I recently asked a question in Slack about best practices around modeling and would like to continue that discussion here because there are still some things I’m still unclear about.
To take a real-world example, I’m using Mode as a BI tool and I want to create a stacked bar chart showing how many recent upgrades there were by day for a certain segment of the users broken down by plan.
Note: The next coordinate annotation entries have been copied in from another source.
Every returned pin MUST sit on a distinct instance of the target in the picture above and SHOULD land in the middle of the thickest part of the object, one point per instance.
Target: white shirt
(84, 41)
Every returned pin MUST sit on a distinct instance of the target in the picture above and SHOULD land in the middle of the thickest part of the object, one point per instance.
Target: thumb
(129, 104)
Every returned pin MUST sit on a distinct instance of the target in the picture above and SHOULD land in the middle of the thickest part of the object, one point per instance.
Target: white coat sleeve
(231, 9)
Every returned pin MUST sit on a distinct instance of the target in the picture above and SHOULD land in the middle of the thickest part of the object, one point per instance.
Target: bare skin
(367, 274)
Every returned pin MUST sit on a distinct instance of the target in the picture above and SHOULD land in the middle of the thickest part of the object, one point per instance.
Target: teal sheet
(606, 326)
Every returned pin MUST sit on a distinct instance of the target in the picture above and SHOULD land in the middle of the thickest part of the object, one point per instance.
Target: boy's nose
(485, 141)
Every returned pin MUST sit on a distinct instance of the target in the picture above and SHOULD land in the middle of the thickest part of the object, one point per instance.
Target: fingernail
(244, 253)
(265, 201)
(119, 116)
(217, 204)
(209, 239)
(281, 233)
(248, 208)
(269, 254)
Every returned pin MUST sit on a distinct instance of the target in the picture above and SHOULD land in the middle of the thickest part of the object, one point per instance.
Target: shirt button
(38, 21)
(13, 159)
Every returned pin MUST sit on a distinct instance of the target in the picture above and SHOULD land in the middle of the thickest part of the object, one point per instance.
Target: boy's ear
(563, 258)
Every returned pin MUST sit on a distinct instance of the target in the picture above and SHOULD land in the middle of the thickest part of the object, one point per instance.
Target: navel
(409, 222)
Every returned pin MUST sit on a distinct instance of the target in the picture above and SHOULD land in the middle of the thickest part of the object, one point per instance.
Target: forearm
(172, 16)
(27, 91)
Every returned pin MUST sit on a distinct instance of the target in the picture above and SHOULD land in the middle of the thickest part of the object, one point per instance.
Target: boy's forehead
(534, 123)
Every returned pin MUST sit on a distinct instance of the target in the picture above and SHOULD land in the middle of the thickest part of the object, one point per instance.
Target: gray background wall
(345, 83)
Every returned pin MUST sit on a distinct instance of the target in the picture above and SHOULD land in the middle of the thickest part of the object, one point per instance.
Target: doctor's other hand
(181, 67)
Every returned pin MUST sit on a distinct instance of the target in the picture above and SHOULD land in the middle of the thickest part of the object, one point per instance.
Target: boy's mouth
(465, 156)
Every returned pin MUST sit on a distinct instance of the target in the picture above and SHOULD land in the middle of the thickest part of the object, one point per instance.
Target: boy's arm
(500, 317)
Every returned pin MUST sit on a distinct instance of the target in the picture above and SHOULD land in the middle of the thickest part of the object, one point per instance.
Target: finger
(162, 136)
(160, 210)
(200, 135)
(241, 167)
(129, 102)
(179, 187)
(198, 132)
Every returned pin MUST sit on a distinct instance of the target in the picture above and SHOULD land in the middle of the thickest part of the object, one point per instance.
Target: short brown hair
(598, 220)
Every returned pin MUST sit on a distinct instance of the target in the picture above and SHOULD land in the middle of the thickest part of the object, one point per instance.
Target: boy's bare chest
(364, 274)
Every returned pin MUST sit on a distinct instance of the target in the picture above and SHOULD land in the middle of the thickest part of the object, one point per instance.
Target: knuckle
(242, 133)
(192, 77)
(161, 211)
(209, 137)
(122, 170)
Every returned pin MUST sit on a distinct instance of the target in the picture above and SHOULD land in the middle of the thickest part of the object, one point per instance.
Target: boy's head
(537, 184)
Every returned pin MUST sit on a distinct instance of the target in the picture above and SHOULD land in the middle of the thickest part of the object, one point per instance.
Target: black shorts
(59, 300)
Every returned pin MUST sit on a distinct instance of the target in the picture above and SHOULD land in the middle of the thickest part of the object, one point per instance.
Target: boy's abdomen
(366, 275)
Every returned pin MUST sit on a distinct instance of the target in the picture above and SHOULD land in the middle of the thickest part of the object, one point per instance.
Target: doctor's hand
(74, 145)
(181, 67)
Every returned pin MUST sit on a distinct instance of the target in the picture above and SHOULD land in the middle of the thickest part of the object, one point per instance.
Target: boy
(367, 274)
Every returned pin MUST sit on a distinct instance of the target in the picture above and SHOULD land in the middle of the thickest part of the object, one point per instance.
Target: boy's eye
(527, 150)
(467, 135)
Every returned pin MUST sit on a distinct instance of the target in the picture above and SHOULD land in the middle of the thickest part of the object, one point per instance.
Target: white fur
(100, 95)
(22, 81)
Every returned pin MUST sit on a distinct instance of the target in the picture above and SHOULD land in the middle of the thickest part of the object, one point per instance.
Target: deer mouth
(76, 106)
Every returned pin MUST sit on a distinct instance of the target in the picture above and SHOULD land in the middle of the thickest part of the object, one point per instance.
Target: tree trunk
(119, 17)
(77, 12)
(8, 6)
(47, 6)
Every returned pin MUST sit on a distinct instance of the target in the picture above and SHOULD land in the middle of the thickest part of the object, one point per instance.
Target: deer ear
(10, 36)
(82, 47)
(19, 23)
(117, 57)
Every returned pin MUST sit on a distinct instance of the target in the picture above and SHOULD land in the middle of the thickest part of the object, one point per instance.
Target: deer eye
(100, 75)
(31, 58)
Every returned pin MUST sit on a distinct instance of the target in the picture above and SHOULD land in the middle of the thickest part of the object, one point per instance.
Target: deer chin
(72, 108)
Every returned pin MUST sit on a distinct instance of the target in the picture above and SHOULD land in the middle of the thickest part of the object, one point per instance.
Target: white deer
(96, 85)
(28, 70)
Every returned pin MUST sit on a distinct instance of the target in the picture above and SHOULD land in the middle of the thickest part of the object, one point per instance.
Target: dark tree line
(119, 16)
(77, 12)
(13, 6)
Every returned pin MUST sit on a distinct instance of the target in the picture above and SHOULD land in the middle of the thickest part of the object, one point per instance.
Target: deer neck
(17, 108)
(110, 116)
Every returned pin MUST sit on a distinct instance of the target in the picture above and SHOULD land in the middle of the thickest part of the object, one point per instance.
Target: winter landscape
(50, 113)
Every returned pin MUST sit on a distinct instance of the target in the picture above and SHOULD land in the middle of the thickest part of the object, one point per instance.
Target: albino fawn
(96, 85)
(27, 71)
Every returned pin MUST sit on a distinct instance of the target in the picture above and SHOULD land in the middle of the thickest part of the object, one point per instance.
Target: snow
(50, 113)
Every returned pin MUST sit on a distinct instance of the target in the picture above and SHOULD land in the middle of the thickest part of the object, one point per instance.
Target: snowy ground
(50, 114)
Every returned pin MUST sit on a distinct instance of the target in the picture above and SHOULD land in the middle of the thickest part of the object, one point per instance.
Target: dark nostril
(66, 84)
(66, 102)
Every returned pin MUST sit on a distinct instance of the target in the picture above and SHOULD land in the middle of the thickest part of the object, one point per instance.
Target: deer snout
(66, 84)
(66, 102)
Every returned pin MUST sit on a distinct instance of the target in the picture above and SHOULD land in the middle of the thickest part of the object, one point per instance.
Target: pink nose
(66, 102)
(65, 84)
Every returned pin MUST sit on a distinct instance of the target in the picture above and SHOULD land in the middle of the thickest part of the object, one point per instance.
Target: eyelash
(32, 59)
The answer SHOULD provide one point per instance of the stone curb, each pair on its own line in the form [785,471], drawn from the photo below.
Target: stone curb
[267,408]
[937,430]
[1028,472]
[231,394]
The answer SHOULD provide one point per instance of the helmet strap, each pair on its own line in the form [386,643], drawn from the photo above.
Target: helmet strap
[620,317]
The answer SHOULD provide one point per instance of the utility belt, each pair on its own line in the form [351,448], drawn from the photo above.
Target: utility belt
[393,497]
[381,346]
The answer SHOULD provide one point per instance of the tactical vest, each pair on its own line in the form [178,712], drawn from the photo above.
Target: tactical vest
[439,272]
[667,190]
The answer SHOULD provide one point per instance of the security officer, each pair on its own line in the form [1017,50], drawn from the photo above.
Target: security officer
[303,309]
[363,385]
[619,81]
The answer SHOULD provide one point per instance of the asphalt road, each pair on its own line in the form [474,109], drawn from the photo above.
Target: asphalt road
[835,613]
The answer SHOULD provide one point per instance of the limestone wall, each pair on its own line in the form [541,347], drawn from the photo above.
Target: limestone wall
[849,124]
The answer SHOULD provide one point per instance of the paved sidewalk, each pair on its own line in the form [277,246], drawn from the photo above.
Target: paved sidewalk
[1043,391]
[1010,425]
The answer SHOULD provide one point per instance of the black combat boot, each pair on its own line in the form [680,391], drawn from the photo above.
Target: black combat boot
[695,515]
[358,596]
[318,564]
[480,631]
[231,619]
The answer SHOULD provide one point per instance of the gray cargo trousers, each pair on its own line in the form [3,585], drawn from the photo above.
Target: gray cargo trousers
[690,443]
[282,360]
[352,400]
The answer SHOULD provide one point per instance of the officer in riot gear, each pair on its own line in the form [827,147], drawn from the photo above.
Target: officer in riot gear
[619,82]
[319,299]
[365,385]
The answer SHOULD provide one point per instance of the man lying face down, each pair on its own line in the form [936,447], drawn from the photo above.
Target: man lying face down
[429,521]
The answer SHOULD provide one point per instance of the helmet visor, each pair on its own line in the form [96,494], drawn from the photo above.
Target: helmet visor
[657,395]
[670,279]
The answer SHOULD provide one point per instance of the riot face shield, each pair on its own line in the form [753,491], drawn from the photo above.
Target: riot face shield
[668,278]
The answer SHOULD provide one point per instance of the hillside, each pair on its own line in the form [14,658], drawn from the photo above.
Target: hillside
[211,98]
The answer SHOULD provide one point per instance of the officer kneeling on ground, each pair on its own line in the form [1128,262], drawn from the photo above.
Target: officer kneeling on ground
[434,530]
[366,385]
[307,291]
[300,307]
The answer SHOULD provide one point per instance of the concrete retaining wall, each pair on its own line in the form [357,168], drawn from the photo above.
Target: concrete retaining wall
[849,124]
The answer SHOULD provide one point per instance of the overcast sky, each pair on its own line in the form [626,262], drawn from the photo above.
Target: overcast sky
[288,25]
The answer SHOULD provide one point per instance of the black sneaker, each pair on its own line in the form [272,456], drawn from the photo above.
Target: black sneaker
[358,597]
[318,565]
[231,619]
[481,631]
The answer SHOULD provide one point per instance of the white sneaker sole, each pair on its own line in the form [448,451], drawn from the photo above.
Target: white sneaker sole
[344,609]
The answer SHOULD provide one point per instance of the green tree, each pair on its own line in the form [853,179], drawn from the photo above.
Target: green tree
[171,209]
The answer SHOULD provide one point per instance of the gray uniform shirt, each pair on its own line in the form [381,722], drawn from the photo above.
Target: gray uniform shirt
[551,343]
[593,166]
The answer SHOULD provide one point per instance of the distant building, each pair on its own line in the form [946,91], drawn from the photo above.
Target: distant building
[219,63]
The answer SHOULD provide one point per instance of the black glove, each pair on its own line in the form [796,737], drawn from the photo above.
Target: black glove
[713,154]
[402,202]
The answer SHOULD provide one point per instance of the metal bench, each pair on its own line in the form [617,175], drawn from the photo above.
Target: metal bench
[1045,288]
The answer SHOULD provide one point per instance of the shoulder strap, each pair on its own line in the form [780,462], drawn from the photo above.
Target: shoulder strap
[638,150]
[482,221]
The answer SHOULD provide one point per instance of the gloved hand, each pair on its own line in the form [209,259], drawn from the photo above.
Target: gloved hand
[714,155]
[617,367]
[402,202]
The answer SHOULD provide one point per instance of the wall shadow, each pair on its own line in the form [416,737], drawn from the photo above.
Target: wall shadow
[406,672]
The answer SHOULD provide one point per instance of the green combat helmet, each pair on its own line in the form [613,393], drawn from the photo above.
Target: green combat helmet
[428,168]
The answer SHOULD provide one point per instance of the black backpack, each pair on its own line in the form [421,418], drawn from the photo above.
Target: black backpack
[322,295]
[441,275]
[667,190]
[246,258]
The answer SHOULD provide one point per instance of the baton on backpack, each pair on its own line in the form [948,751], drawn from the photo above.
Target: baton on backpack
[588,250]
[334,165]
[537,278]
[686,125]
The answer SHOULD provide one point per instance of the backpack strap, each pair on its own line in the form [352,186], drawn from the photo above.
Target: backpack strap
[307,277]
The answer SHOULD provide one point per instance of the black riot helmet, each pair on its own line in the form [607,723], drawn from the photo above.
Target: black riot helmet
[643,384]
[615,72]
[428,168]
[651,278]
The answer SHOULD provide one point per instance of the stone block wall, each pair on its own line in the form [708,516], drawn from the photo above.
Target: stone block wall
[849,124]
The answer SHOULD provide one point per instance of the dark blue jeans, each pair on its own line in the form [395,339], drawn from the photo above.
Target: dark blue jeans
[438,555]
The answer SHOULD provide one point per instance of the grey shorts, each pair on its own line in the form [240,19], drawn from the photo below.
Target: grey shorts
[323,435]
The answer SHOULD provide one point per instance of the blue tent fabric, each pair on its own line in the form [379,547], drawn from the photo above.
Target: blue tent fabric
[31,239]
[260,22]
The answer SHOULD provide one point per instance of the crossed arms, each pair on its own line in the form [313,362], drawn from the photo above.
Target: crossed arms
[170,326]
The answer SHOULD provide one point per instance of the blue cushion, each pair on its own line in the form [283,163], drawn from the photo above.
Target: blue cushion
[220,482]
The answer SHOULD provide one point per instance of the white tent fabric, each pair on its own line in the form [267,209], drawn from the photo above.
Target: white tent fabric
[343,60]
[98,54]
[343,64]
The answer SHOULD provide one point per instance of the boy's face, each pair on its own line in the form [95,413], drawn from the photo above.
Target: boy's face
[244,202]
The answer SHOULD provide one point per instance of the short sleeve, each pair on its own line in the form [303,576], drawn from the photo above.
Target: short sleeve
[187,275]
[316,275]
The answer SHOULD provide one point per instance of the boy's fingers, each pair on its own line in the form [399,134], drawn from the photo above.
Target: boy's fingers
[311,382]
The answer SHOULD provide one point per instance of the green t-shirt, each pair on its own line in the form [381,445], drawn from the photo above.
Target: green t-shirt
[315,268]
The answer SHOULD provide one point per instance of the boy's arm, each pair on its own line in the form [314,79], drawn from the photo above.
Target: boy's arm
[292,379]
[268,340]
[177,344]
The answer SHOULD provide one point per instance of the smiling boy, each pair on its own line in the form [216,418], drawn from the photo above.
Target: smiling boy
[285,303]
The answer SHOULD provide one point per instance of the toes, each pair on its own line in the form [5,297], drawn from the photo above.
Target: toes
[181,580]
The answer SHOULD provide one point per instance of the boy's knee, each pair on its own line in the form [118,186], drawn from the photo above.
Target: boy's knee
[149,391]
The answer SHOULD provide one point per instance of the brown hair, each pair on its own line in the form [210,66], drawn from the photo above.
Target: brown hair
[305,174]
Here’s what the query looks like if I write it directly in Mode:
select
upgrade_date,
plans.name as plan_name,
count(*) as upgrades
from analytics.users
join analytics.plans using (plan_id)
where
upgrade_date >= current_date - interval '30 days' and
vertical = 'work'
group by 1, 2
Alternatively, I can model this using dbt, something like this:
with recent_work_users as (
select *
from {{ ref('users') }}
where
vertical = 'work' and
upgrade_date >= current_date - interval '30 days'
),
final as (
select
upgrade_date,
plans.name as plan_name,
count(*) as upgrades
from recent_work_users
join analytics.plans using (plan_id)
group by 1, 2
)
select * from final
And then in Mode simply run:
select * from analytics.recent_work_upgrades_by_plan
Which approach makes more sense - writing the query directly in Mode or modeling it in dbt? I could be wrong, but I feel like this isn’t what I should be modeling in dbt, but writing the full query in Mode doesn’t seem ideal either because it won’t be version controlled, etc.
It may be that analyses are the way to go, but I’m unclear about how to fit them into my workflow. For example, I typically will draft a query, run it, then repeat a few times until things are just right. Would I do that in Mode, then paste the final query into a new analysis file, replacing the view names with dbt references & converting it to use CTEs, compile it, then paste the compiled query back into Mode? I’m guessing there’s a better way :).
It seems like there are a lot of ways this can be done - which approach would you all recommend?